The first time I came across any piece of writing relating to this problem was in reading Kafka’s Diaries. This is probably a pretty typical introduction to any writing on « writer’s block », as Kafka writes exhaustively on his « inability to write », constructing some of the most beautiful sentences my eyes have ever been graced with. He unfolds the innermost layers of himself and releases them onto the page so effortlessly, so purely! It’s as if his mind was free of the fetters of self-doubt and censorship, and he felt safe enough to turn on the tap of his stream of consciousness. Unfiltered and straight from the source. I fucking wish!
And yet he still struggles. He still feels weighed down, he still feels inadequate.
« My condition is not unhappiness, but it is also not happiness, not indifference, not weakness, not fatigue, not another interest — so what is it then? That I do not know this is probably connected to my inability to write » (Diaries, 1910).
I feel really deeply about this work, and I admire Kafka’s capacity to go into the dredges of himself in order to find the seed of his qualms. He does this in various ways throughout his Diaries, thoroughly but laconic still.
I think I’d write all the time if I could write like Kafka.
More recently, too, as I was thinking of writing on this horrible condition, I read a piece on self-doubt in Real Review, a sick architecture quarterly based in London. I wasn’t looking for anything on doubt, and I certainly didn’t think I would find anything on it here. But the title, « Doubting Doubt » by Vilém Flusser was staring at me straight in the face and I dove into it, searching for answers to my own dilemma. « Doubt », Flusser writes, « as an Intellectual exercise, provides one of the few pleasures we know. As a moral experience, however, it is torture… in extreme or excessive doses, it paralyses all mental activity ». If I thought I related to Kafka, boy do I relate to this.
And here I am, staring at this unfinished piece of work after three weeks (in a completely different country) and actually doubting the message i’m trying to convey, the words I’ve used, the platform I’ll be sharing it on, how the content I put out will be received… And even though I’ve been fully aware of my own self-doubt, its tentacles are still both far-reaching and insidious.
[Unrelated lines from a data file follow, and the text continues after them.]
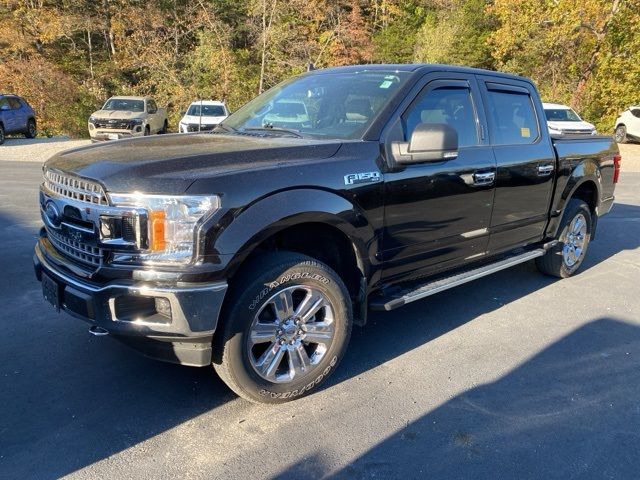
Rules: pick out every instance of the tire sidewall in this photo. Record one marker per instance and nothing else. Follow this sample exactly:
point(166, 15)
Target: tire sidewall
point(253, 299)
point(576, 208)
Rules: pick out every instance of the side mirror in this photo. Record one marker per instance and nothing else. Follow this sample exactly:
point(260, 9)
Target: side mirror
point(430, 142)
The result, as Flusser observes, is paralysis. I seem to be suffering the most extreme of cases (an exaggeration, I am aware).
At the same time, though I have been doubting myself left and right and up and down and backwards and forwards — it is the thing that has fueled my desire to tear it apart it and to confront it head on. I’ve created this platform, The Aléatoire, in order to come to terms with my creative and intellectual insecurities, hoping that perhaps I would be able to encourage a doubt-shedding space free of the shackles of pretension and full of friendly debate.
I am curious to watch the evolution of this project, and to « learn in public » alongside my brilliant pals. Perhaps my self-doubt will diminish to its pleasurable point. Perhaps it will worsen. Whichever is true, I will persist!